Throughout the spring and summer you’re likely to find searun cuthroat hanging out around estuaries near the mouths of rivers and streams in the saltwater. In the fall, searun cutthroat move up out of the estuaries and into the rivers and streams proper at which time fly fishing for them can be extremely productive.
This can be an exciting time to fish for them as they can be targeted around the various structures that will consistently hold searun cutthroat. Some of the best fly fishing techniques for catching searun cutthroat in rivers are to cast tight to shore or the structure and retrieve your fly with a few quick erratic strips before swinging the fly down with the current.
John Shewey points out, in is great book, Northwest Fly Fishing Trout and Beyond: Trout and Beyond, that searun cutthroat trout are more likely to be found in habitat similar to that of smallmouth bass, than other trout.

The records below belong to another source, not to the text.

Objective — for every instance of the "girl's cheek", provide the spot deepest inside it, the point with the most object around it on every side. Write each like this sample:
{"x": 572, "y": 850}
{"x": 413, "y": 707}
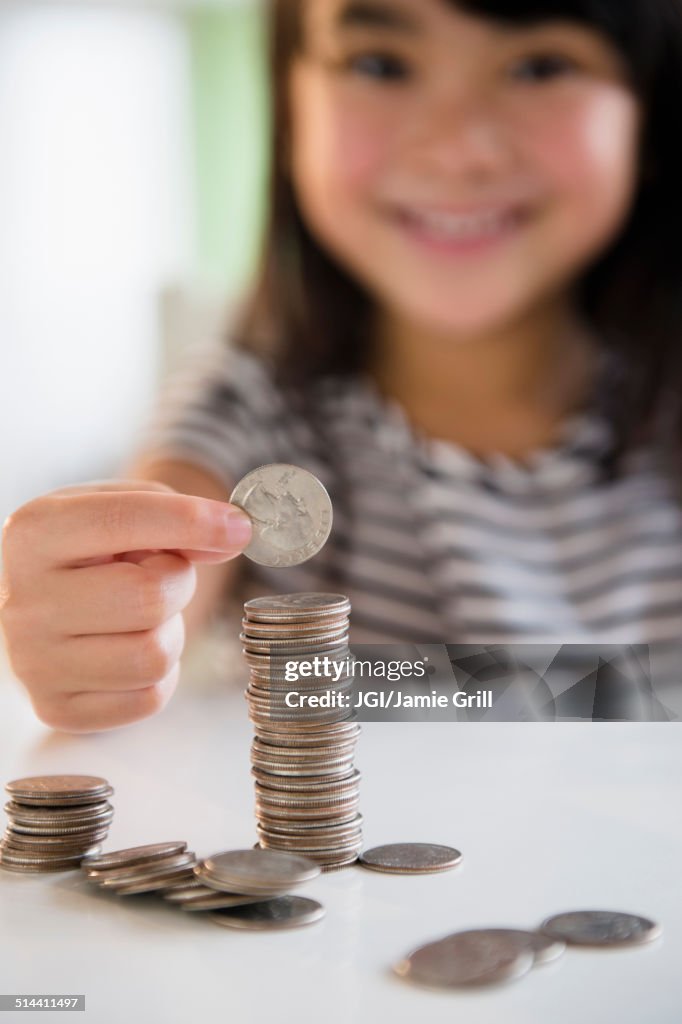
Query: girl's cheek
{"x": 363, "y": 146}
{"x": 585, "y": 151}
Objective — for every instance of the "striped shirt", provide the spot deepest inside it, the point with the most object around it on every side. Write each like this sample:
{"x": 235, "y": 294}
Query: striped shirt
{"x": 430, "y": 543}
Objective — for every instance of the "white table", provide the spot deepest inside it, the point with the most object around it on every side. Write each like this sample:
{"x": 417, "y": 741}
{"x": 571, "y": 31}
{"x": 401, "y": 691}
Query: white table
{"x": 548, "y": 816}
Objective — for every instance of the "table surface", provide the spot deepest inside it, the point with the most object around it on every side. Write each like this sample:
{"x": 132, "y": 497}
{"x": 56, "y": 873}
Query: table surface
{"x": 548, "y": 817}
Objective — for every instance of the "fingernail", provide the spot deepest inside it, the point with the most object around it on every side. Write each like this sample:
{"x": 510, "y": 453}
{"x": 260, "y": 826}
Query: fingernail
{"x": 240, "y": 527}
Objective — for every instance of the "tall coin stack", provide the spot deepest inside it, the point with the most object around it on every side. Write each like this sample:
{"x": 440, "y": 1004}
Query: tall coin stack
{"x": 54, "y": 821}
{"x": 307, "y": 788}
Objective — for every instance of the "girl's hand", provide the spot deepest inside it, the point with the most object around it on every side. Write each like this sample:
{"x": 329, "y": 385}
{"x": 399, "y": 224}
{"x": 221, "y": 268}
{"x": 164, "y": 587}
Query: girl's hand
{"x": 94, "y": 583}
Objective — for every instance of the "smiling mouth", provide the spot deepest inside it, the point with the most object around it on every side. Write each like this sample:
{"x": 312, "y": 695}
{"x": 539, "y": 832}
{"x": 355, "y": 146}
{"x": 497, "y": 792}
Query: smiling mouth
{"x": 468, "y": 230}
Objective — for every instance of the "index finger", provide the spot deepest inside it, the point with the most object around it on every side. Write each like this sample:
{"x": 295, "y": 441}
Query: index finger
{"x": 100, "y": 523}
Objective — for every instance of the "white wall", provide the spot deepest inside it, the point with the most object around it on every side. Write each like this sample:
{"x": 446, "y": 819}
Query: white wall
{"x": 95, "y": 201}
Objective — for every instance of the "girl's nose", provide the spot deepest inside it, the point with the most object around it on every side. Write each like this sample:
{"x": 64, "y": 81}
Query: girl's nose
{"x": 462, "y": 135}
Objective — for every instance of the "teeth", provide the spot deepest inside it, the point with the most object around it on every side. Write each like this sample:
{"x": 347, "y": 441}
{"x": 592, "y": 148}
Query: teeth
{"x": 452, "y": 225}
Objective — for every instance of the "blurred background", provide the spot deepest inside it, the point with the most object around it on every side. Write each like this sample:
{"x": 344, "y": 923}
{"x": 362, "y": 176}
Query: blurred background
{"x": 132, "y": 187}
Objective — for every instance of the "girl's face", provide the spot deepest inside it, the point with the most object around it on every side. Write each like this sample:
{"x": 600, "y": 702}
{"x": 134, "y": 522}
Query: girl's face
{"x": 463, "y": 172}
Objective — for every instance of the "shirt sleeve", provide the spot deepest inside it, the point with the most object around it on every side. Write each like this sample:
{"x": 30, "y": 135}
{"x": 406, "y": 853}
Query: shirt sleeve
{"x": 218, "y": 411}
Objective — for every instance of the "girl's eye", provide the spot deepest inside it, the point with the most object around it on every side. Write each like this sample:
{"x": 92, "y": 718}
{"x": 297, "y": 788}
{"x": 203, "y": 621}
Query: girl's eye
{"x": 543, "y": 68}
{"x": 381, "y": 66}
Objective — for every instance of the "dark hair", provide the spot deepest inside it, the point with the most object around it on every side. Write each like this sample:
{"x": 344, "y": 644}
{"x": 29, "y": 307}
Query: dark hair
{"x": 313, "y": 317}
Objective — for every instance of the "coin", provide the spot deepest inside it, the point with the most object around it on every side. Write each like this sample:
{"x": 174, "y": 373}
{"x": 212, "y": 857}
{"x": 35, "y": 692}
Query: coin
{"x": 411, "y": 858}
{"x": 290, "y": 512}
{"x": 304, "y": 607}
{"x": 256, "y": 871}
{"x": 544, "y": 947}
{"x": 466, "y": 958}
{"x": 47, "y": 786}
{"x": 53, "y": 821}
{"x": 600, "y": 928}
{"x": 302, "y": 758}
{"x": 134, "y": 855}
{"x": 155, "y": 884}
{"x": 215, "y": 900}
{"x": 112, "y": 876}
{"x": 283, "y": 911}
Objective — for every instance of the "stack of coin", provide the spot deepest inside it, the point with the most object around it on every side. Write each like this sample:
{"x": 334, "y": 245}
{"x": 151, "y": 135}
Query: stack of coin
{"x": 307, "y": 790}
{"x": 141, "y": 868}
{"x": 54, "y": 821}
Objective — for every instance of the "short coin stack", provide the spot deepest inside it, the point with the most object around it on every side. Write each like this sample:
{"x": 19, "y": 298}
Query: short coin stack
{"x": 307, "y": 790}
{"x": 54, "y": 821}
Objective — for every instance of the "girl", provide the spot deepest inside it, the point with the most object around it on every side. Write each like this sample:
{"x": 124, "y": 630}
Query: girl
{"x": 465, "y": 324}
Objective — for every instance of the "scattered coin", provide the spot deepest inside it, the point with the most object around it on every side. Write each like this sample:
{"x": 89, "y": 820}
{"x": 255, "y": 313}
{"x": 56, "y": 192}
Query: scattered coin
{"x": 411, "y": 858}
{"x": 290, "y": 512}
{"x": 283, "y": 911}
{"x": 134, "y": 855}
{"x": 600, "y": 928}
{"x": 54, "y": 821}
{"x": 465, "y": 958}
{"x": 256, "y": 871}
{"x": 157, "y": 870}
{"x": 544, "y": 947}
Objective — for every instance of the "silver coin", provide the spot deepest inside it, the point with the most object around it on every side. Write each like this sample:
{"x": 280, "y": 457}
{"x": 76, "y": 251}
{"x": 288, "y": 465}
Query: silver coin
{"x": 215, "y": 900}
{"x": 135, "y": 855}
{"x": 114, "y": 876}
{"x": 411, "y": 858}
{"x": 183, "y": 891}
{"x": 544, "y": 947}
{"x": 283, "y": 911}
{"x": 257, "y": 870}
{"x": 296, "y": 607}
{"x": 65, "y": 802}
{"x": 290, "y": 512}
{"x": 600, "y": 928}
{"x": 466, "y": 958}
{"x": 154, "y": 885}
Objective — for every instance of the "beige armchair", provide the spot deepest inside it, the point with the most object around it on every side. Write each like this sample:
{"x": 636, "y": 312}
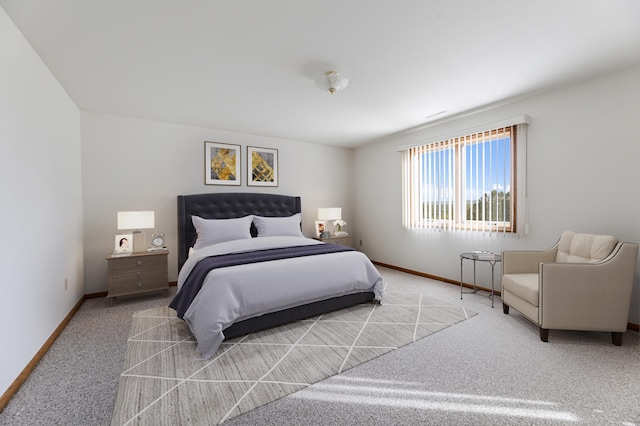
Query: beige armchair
{"x": 584, "y": 282}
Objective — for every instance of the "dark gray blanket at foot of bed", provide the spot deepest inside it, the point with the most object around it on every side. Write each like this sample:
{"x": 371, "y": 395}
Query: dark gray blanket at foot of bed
{"x": 194, "y": 281}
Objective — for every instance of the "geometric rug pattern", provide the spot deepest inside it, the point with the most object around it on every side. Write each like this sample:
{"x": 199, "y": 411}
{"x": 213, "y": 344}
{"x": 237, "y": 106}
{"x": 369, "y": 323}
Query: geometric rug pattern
{"x": 166, "y": 382}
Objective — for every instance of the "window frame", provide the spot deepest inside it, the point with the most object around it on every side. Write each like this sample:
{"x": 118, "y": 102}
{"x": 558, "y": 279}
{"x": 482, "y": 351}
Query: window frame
{"x": 507, "y": 200}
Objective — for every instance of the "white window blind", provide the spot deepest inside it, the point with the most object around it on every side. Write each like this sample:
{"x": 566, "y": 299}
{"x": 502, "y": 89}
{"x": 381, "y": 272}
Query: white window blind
{"x": 465, "y": 183}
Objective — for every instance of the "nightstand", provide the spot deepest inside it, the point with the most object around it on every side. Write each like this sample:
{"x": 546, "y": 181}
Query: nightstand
{"x": 345, "y": 240}
{"x": 137, "y": 273}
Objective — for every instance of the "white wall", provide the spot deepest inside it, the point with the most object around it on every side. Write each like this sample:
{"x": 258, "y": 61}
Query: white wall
{"x": 583, "y": 157}
{"x": 41, "y": 214}
{"x": 133, "y": 164}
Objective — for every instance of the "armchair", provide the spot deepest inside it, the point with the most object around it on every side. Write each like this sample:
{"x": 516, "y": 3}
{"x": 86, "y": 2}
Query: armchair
{"x": 583, "y": 282}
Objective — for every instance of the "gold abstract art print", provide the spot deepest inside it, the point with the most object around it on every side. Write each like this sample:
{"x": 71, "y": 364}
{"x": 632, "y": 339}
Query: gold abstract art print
{"x": 222, "y": 164}
{"x": 262, "y": 166}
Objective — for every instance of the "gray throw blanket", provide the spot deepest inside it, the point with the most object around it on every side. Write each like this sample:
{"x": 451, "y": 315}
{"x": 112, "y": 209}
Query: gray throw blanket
{"x": 194, "y": 281}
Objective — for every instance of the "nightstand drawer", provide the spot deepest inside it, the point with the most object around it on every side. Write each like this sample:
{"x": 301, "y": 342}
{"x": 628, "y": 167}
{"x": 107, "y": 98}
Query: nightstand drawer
{"x": 137, "y": 273}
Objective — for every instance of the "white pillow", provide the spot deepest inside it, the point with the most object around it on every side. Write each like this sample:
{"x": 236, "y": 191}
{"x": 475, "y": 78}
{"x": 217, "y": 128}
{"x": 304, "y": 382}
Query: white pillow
{"x": 214, "y": 231}
{"x": 278, "y": 226}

Fish in Non-traditional Trout Fishing Spots
You can fish riffles and slots where trout would normally be found, and have no success in finding searun cutthroat. Bluebacks prefer slow water, log jams, steep rocky drop offs, and cut banks. In other words, places to hide under cover.
Cast near one of these types of lies and you’re likely to be rewarded with a sleep silvery fish darting out and slamming your fly.
Learn to spot the likely holding water for searun cutthroat and your fishing productivity will skyrocket.
Once you’ve found a spot that holds searuns, remember it, because unless the river changes course or eliminates the hold, fish will be there every year.